Imagine that, when you walk into a store, you could look at your mobile device and see everything currently available in your size there. Instead of having to stuff the ‘‘buy nine sandwiches, get the 10th sandwich free’’ cards from various merchants into your wallet, suppose every 10th sandwich showed up free without your having to do anything at all. Ditto your frequent-flier information and every other affinity or rewards program.

‘‘It’s not about payment,’’ Jack Dorsey, a founder of Square, a PayPal competitor, says. ‘‘It’s about identity. And it’s about the experience that a merchant can create, which is what actually builds loyalty. We believe that it’s important that the technology, the mechanics of payments, actually fade away to the background. They disappear completely.”

It isn’t until the last quarter of the article that Himmelman pulls back a corner of the curtain, inviting us to consider whether we really believe in the consumerist techno-spectacle that those like Dorsey and eBay CEO John Donahoe are trying to sell.  “Entering a store that happens to be geofenced and receiving notifications on your phone based on who you are and where you’re standing — does anybody truly want that?,” asks Himmelman.  It begs a larger question: what kind of world do we want to live in?  And if we truly believe that Big Data doesn’t just make us squeamish, but diminishes our humanity in some way, what are we willing to do to resist its power over us? 

What most good marketers understand about human beings is that our desires drive our actions, whether we can articulate those desires or not, and our desires are a reflection of the world we deeply long to live in.  If they can tell us a compelling story that we long to be part of, chances are we’ll be right at the edge of our seats, ready to leap up when they issue the altar call: “Buy it now!”  And the more they know about us, the more that call can be customized to grab our hearts (via our wallets, digital or otherwise).  “When they want you to buy something / they will call you,” writes Berry. “When they want you / to die for profit they will let you know.”

So what’s a poor, little human to do in the imposing shadow of such a charismatic preacher and his double-edged gospel of inevitability?  I try to take Berry’s advice, which amounts to cultivating a kind of whimsical wisdom that disrupts the prescriptive logic of the operating system:  

…Every day do something
that won’t compute. Love the Lord.
Love the world. Work for nothing.
Take all that you have and be poor.
Love someone who does not deserve it….
Give your approval to all you cannot
understand. Praise ignorance, for what man
has not encountered he has not destroyed.
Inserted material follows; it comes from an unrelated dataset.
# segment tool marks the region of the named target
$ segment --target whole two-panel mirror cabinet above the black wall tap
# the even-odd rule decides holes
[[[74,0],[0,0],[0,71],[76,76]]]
Whenever we hear the message that a relationship based on the idolatry of consumption is good for all of us, we should always beg to differ, both in theory and in practice — which is certainly more fun if we’ve got a cloud of witnesses begging to differ with us.  And the more eccentric and resourceful and diverse that cloud of witnesses is, the more creative ideas we can come up with to resist the lie.  From sharing to bartering, from protesting to being content, from paying in cash to handwriting party invitations — the options for joyful subversion are many when we turn our feet together toward the Kingdom, which, if the promises are true, is not just an endlessly sedate sermon for the sufficiently disembodied self-righteous.  Who in the hell wants to sit uncomfortably in that pew forever and ever, amen?  Rather, it’s a resurrection party in which we dance all day and late into the night because not only have the fried Acxiom servers been repurposed as planters in the community garden, but in a magnificent twist no algorithm could ever have predicted, the dead are alive again and we are fully known by One who has no need to steal our desires and sell them back to us. 

Listen closely: you can already hear the music playing, and beneath the layers of ad imprints and Sunday circulars and coupon codes is a beating heart, keeping time.